Plan Toys heeft ter zitting bevestigd geen bezwaren te hebben tegen het alsnog afwijzen van het verzoek tot faillietverklaring. De curator heeft op de zitting verklaard dat hij de onherroepelijke volmacht van [appellante] aan mr. Steenhoek afdoende vindt en hij heeft zich in zijn brief van 30 augustus 2023 op het standpunt gesteld dat (uit het op de derdengeld overgemaakte bedrag) alle vorderingen van alle crediteuren kunnen worden voldaan, dan wel dat met hen een betalingsregeling is getroffen. Daarom neemt de curator het standpunt in dat [appellante] niet in een toestand verkeert dat zij heeft opgehouden te betalen.
3.7.
Nu voldoende is komen vast te staan dat met alle schuldeisers van [appellante] ofwel een betalingsregeling is getroffen (waarvan de eerste termijnen zijn overgemaakt op de derdengeldrekening), ofwel de vordering (daaruit) volledig zal kunnen worden voldaan na vernietiging van het faillissement en voor wat betreft de vordering van de Belastingdienst voldoende aannemelijk is geworden dat de Belastingdienst bereid is een betalingsregeling te treffen, verkeert [appellante] op dit moment niet meer in de toestand van te hebben opgehouden te betalen.

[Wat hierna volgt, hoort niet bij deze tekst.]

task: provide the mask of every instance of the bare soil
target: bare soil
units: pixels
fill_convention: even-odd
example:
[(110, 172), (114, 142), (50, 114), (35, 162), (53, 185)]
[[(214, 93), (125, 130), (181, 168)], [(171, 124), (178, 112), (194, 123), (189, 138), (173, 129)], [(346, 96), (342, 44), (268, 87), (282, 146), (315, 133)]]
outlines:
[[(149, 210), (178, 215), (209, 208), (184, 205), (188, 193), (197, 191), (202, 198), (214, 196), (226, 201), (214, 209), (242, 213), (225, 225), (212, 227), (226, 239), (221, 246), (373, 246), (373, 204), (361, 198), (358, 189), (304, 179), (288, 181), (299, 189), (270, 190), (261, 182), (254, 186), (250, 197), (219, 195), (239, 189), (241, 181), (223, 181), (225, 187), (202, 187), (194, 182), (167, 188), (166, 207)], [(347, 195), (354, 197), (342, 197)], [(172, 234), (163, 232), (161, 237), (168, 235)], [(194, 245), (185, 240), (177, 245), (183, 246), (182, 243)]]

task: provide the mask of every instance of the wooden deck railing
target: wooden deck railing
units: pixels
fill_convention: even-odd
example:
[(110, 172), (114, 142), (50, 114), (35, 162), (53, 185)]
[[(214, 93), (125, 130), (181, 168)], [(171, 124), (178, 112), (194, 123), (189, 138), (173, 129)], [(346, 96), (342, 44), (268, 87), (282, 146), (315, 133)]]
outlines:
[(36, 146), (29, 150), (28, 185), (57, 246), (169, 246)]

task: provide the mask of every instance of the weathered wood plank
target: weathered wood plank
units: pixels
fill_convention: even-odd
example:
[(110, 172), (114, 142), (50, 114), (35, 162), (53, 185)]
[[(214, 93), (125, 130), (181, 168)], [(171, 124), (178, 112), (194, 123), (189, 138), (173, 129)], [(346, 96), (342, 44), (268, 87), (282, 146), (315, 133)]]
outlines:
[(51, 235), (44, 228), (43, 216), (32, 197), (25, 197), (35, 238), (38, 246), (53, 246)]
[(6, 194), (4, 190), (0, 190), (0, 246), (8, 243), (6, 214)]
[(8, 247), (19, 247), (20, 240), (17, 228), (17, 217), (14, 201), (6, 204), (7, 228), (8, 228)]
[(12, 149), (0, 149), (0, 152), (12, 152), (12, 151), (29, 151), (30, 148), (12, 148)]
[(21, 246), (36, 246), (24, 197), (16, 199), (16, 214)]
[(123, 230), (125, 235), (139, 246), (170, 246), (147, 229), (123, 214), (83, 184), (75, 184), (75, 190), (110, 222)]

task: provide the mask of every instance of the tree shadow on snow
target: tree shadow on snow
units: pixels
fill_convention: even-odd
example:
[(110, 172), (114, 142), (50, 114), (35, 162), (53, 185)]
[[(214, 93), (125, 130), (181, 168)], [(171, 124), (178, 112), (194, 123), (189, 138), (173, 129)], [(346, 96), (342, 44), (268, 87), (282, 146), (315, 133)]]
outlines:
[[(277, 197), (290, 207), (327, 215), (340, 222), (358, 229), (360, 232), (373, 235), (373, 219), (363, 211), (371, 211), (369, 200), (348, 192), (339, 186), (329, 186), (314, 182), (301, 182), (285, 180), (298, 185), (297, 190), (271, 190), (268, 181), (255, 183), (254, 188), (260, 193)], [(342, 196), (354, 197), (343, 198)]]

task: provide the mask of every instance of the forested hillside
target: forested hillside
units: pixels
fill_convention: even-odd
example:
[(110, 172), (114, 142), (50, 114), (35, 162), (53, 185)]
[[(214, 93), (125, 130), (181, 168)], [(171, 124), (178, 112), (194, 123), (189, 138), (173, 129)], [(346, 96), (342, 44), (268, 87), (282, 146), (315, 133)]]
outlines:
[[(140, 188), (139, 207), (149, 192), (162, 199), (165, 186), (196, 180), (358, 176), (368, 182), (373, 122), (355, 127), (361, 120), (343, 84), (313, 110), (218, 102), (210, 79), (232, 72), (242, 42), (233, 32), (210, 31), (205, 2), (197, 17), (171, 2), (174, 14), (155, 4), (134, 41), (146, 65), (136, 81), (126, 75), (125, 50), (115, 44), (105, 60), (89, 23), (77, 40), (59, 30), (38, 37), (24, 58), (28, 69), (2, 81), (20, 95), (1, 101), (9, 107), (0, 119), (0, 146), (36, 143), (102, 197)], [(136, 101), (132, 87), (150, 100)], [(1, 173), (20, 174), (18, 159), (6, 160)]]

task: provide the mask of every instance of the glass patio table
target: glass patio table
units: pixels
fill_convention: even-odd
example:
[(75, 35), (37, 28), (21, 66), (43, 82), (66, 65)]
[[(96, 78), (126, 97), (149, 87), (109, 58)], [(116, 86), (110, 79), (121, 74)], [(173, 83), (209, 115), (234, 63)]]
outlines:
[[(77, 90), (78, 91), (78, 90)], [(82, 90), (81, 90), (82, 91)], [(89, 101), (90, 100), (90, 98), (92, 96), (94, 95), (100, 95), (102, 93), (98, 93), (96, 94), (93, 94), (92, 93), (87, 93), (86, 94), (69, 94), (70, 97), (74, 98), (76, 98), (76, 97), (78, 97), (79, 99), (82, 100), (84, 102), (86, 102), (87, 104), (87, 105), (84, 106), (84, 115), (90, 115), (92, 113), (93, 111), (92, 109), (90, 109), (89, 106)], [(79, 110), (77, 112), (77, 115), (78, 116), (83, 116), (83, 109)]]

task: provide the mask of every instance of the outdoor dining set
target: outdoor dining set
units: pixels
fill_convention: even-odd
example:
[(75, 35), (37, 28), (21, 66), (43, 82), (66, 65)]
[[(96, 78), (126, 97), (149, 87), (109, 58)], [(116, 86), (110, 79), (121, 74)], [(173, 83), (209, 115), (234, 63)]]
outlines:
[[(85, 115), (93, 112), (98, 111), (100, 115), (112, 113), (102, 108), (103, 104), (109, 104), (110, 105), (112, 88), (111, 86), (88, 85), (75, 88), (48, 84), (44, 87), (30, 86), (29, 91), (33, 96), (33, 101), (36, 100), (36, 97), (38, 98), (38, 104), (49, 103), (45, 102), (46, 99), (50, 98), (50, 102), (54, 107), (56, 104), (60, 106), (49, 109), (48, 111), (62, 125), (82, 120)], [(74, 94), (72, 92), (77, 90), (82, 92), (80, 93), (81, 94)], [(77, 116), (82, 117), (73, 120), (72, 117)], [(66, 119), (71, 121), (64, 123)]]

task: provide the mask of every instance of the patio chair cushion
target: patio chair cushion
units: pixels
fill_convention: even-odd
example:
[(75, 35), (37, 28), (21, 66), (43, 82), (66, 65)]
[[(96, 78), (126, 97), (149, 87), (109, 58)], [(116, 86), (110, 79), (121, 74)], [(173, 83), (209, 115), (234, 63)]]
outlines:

Faillissementskosten en proceskosten
3.8.
Het hoger beroep slaagt. Het vonnis waarvan beroep zal worden vernietigd en het hof zal daarbij op de voet van artikel 15 lid 3 Fw de faillissementskosten vaststellen conform de (aangepaste) berekening van de curator in bijlage 2 bij zijn brief van 30 augustus 2023 en deze ten laste van [appellante] brengen. Bij brief van 31 augustus 2023 heeft
mr. Steenhoek namens [appellante] laten weten dat zij het voorgestelde salaris hoog vindt. Zij verzoekt het salarisvoorstel te beoordelen vanuit de door de rechtbank Rotterdam gehanteerde (vuist)regel dat werkzaamheden die door een (medewerker van de) curator zijn verricht maar ook door een faillissementsmedewerker zouden kunnen worden verricht tegen het tarief van die faillissementsmedewerker worden doorbelast. Voor zover het vast te stellen salaris hoger is dan het gereserveerde bedrag in depot zal het restant kunnen worden voldaan uit het vrijvallende saldo op de bankrekening van [appellante] , inkomsten uit lopende activiteiten of door een bijdrage van de partner van [appellante] . Alhoewel hof genoemde (vuist)regel redelijk acht, constateert het ook dat [appellante] niet voldoende concreet aangeeft op welke werkzaamheden deze zou moeten of kunnen worden toegepast. Het hof acht de urenspecificatie overigens voldoende concreet en, in relatie tot het faillissement en de gang van zaken, noodzakelijk.
3.9.
[appellante] heeft gevraagd om veroordeling van Plan Toys in de proceskosten van de procedure bij de rechtbank en bij het hof. Gelet op voorgaande ziet het hof geen aanleiding om de proceskosten voor de procedure in eerste aanleg voor rekening van Plan Toys te laten komen, zodat die vordering zal worden afgewezen. De kosten van het hoger beroep zullen worden gecompenseerd, zodat iedere partij haar eigen kosten van het hoger beroep draagt.

4.De beslissing

Het hof:
4.1.
vernietigt het vonnis van de rechtbank Midden-Nederland, locatie Utrecht van 11 juli 2023 en beslist als volgt:
4.2.
wijst het verzoek tot faillietverklaring alsnog af;
4.3.
veroordeelt [appellante] in de faillissementskosten, vastgesteld op
€ 7.183,93 inclusief btw voor salaris van de curator;
4.4.
bepaalt dat iedere partij haar eigen kosten van het hoger beroep draagt;
4.5.
wijst af wat verder is gevorderd.
Dit arrest is gewezen door mrs. H.C. Frankena, B.J. Engberts en H.M.L. Dings en is in tegenwoordigheid van de griffier in het openbaar uitgesproken op 4 september 2023.